Rosin is an abundantly available natural product. Rosin is mainly obtained from the exudation of pines and conifers. It is also obtained by the distillation of crude tall oil, which is a byproduct in the Kraft pulp process, or from aged pine stumps. Total world production of rosin is approximately 1.2 million tons annually. Rosin is a mixture of acidic (ca. 90%) and neutral (ca. 10%) compounds. The acidic components, generally named rosin (or resin) acids, are also a mixture containing mainly isomeric abietic-type acids (40-60%) and pimaric-type (9-27%) acids on the basis of total rosin weight. The exact composition of rosin acids varies, depending on the tree species and production location.
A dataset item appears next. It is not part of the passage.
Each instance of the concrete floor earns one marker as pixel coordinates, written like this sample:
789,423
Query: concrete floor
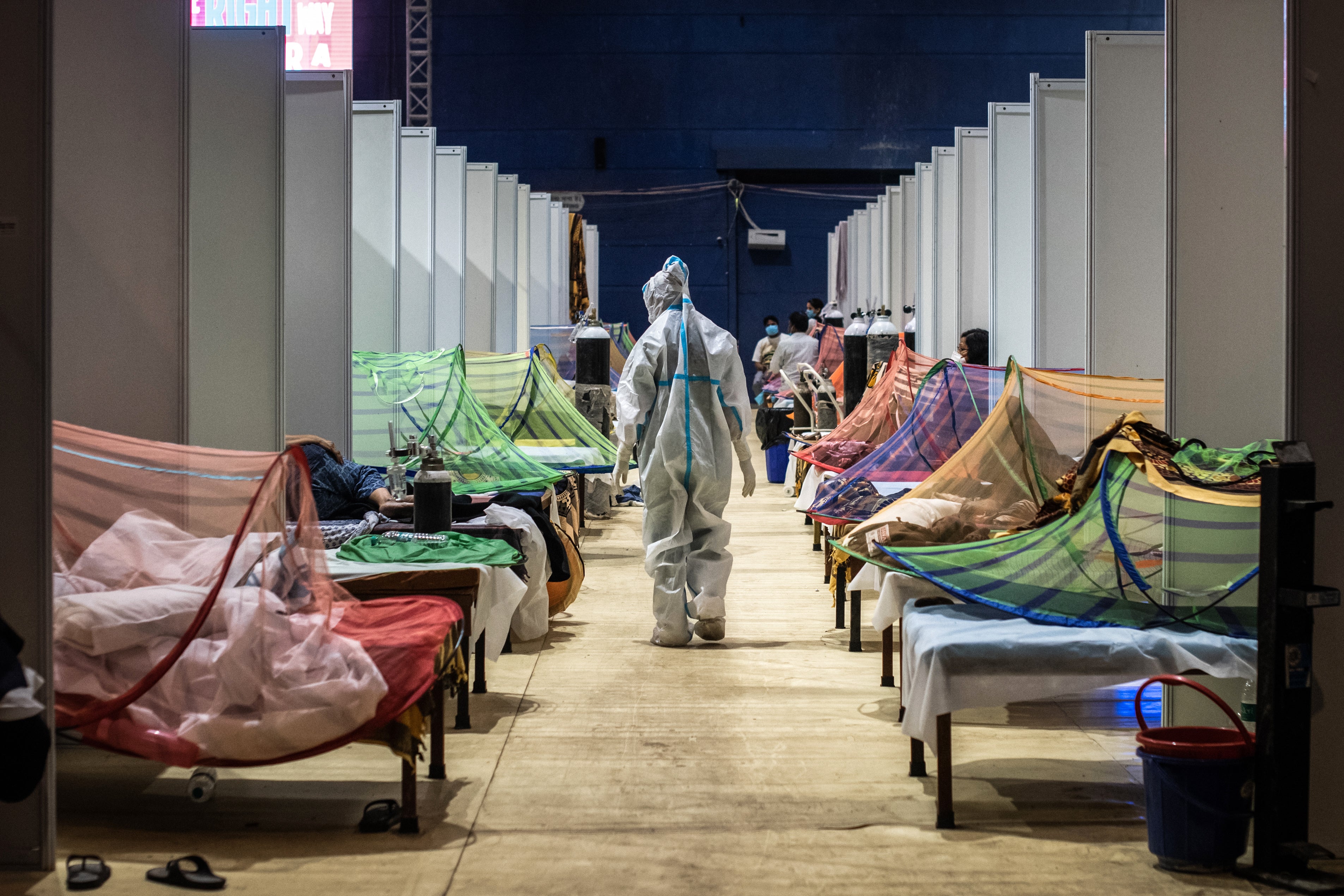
603,765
Rosin and its derivatives have long been used as adhesive tackifiers, and are still mainly used in that market. In addition, rosin and its derivatives have also found other niche applications in printing inks, varnishes, paints, sealing wax, some soaps, paper sizing; soldering, plasters, etc.
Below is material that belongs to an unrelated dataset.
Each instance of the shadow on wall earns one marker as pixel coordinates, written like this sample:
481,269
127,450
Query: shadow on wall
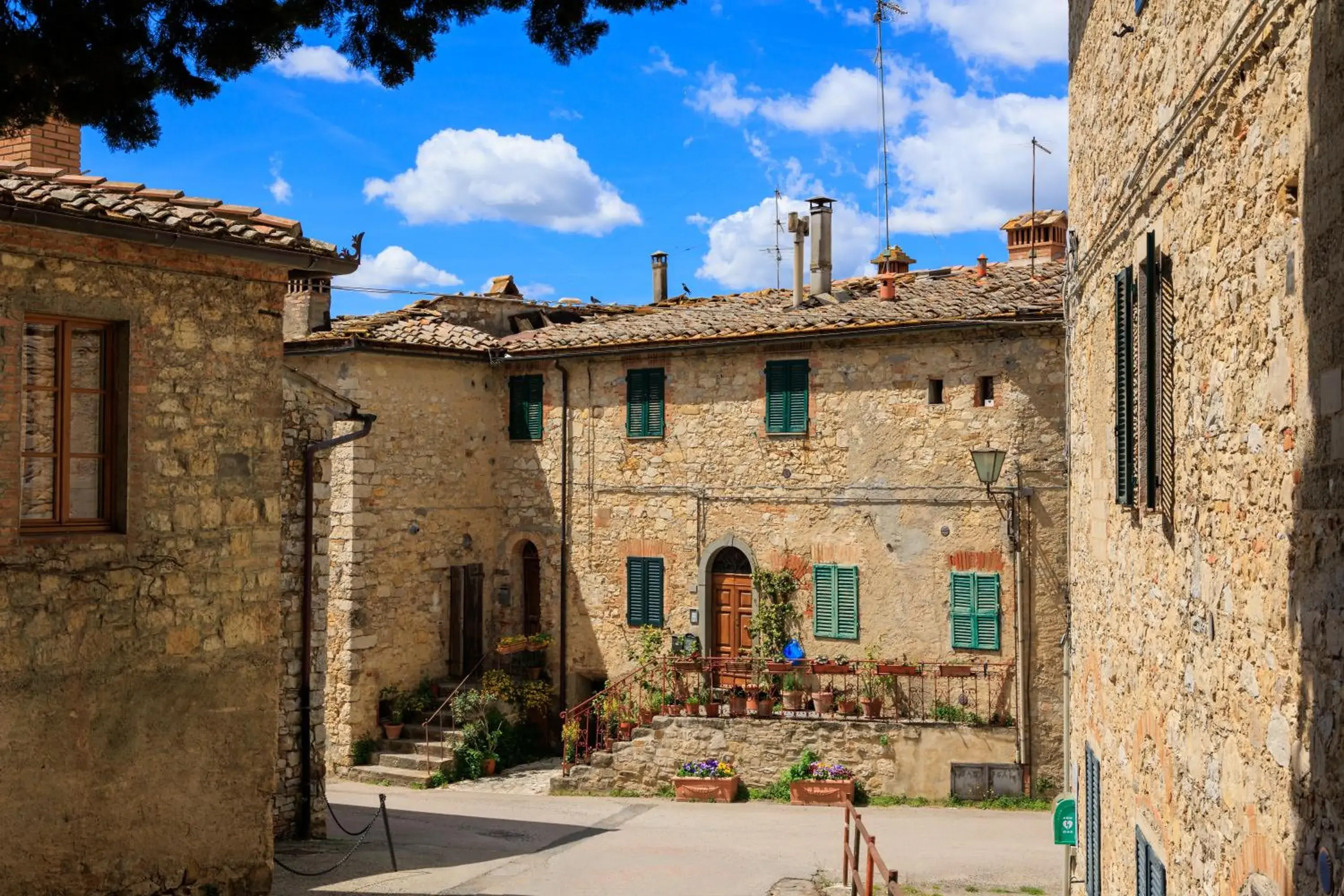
1316,591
In recent years, the drive for obtaining chemicals and materials from renewable resources has also prompted the research of new applications for rosin. Rosin acids, owing to their characteristic fused ring structure, are analogous to many aromatic compounds in rigidity. Therefore, rosin and its derivatives could become important alternatives to current fossil carbon-based aromatic monomer compounds in polymers.
In addition, epoxy adhesives are widely used in the aerospace, automatic, electronic and construction industries because of their outstanding mechanical properties, better wetting ability, good chemical and solvent resistance. However, the common epoxy resin are always rigid and brittle, which weakens their peeling properties and impact strength, and then limits their application field. To minimize the major shortcoming of this kind of adhesive, a number of techniques, such as flexibilizing the chemical structure of epoxy or incorporating modifiers into the adhesives, have been used.